In Defense of Command

March 11, 2024

The proliferation of Stuff models has invariably pitted capital-S Stuff against command in terms of their respective importance to a pitcher’s success. If you had to choose one, is it better to locate well, or is it better to be filthy?

The answer to this question is why baseball is beautiful and delightful but also occasionally horribly frustrating. From Vicente Iglesias and Scott Powers:

Importance, in layman’s terms, means how relevant a variable is to explaining an observed outcome; reliability is how much we can expect a variable to repeat or be repeated. In baseball, we often talk about these ideas in terms of “descriptiveness” and “predictiveness.” This dichotomy illustrates the Catch-22 that forever propels baseball forward in all its uncertain glory: pitch location plays an outsized role in determining the outcomes we witness, yet we cannot expect to rely on it year over year. Meanwhile, Stuff is much more reliable next year — i.e., changes to a pitcher’s pitches in terms of velocity, movement, and release point tend to vary to a much smaller degree over time — but it plays a significantly undersized role in influencing actual outcomes this year. Brutal stuff. Why do we even bother?

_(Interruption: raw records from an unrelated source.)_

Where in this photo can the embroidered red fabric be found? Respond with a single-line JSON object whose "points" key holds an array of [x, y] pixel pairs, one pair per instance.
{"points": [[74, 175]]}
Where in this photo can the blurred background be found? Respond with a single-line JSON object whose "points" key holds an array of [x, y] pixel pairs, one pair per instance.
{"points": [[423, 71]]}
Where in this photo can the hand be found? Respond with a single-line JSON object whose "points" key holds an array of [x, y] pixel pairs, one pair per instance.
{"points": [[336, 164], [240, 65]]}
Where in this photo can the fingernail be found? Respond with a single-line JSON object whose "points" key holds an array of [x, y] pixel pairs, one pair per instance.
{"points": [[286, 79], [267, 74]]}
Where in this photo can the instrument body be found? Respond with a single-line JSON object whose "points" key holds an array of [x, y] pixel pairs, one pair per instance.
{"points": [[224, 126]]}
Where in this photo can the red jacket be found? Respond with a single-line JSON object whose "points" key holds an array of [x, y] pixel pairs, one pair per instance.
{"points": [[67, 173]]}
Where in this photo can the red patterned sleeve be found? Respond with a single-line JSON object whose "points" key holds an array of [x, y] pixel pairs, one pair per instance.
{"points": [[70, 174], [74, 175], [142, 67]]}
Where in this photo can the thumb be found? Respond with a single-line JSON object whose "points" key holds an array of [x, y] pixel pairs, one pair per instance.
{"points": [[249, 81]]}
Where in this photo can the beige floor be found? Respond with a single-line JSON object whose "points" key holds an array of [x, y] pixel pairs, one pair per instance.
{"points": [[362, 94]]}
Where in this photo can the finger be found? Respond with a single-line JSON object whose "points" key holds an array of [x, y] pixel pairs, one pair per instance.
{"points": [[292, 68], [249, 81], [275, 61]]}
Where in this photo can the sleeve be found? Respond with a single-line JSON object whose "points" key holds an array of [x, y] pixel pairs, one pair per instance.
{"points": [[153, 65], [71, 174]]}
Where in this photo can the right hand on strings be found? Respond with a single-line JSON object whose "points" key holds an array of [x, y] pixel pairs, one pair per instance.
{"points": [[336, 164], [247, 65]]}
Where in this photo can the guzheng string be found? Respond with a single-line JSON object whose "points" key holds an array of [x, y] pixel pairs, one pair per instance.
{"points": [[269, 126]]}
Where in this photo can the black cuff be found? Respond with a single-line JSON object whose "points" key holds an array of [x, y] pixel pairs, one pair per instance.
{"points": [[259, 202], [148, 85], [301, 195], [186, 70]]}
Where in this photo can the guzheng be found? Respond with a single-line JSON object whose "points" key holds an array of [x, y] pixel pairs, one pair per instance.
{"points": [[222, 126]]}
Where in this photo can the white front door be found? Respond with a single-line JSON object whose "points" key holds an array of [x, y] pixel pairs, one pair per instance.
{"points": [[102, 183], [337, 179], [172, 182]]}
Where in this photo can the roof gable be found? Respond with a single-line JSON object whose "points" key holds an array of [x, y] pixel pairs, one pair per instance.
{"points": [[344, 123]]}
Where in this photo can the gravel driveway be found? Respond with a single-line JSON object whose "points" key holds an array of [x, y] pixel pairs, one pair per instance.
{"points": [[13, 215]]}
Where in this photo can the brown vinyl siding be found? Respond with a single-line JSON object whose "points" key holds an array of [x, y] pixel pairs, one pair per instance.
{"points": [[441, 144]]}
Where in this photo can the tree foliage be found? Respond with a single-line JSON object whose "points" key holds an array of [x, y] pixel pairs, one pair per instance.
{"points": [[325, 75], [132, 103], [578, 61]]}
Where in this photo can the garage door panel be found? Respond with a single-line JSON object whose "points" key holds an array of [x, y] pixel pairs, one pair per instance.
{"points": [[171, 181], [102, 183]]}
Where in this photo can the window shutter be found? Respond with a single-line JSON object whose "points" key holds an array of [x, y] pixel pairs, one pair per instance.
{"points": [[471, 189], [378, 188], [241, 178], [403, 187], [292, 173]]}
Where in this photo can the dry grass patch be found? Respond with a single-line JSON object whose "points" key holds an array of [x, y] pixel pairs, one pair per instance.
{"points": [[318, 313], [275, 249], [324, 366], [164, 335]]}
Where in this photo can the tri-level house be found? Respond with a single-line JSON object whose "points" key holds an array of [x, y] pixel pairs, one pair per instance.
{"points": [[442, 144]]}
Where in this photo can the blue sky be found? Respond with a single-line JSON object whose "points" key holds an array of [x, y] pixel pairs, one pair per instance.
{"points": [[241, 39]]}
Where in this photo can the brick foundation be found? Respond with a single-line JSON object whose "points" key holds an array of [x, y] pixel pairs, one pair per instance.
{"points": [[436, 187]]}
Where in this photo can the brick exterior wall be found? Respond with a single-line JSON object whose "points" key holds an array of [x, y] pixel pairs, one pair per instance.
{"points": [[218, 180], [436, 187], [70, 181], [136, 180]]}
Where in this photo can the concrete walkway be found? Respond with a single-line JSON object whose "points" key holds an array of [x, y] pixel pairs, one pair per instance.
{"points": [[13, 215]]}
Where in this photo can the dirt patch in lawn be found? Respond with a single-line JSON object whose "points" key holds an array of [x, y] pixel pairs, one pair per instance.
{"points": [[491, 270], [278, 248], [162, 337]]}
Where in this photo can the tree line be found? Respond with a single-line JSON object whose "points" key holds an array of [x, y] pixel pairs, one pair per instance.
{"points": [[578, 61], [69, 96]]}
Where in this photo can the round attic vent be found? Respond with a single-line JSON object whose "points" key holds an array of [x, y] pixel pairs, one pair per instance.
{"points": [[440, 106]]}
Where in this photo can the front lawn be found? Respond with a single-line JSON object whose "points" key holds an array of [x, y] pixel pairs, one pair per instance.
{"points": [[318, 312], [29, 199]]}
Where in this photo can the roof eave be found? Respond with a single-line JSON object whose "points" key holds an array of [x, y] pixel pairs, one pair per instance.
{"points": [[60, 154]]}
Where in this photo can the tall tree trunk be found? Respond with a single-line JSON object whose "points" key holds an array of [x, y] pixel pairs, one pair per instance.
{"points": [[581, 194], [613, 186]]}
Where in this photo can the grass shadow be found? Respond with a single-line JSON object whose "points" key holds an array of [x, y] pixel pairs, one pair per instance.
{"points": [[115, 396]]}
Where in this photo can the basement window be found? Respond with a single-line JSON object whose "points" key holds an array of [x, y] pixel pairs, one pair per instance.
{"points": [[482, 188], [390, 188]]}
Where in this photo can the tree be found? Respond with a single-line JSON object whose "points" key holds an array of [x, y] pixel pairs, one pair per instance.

Part of this can be attributed to the volatile nature of the observed outcome itself. More than 700,000 pitches are thrown each year, yet only one-fourth of them terminate a plate appearance and thus record an official outcome. If a pitcher makes better pitches in the other three-fourths of his pitches but goofs up the ones that matter (from an on-field event standpoint), he’s out of luck. Furthermore, of the one-fourth of pitches that do successfully end a plate appearance, more than two-thirds of those are batted balls that are highly variable in their composition (i.e., exit velocity, launch angle, spray angle) and their value (e.g., single, double, triple, home run). Often, the composition of the batted ball is at odds with its value (i.e., expected versus actual wOBA).

This is kind of a long preamble simply to say: I’m not convinced pitch location is as unrepeatable as we make it out to be. Intuitively, I think most of us would believe this to be true. We rely on heat maps to see how pitchers locate their offerings; that they show any density, any “heat,” to begin with suggests an ability to repeat. It’s the overly granular nature of pitch location measurements that’s the problem: Statcast measures vertical and horizontal locations each to the nearest one-hundredth of a foot. To two decimal places! That’s delightfully precise for researchers but dreadfully precise for a pitcher being asked to repeat an assortment of very narrowly defined locations. Even rounded to the nearest inch, this is still too much to ask.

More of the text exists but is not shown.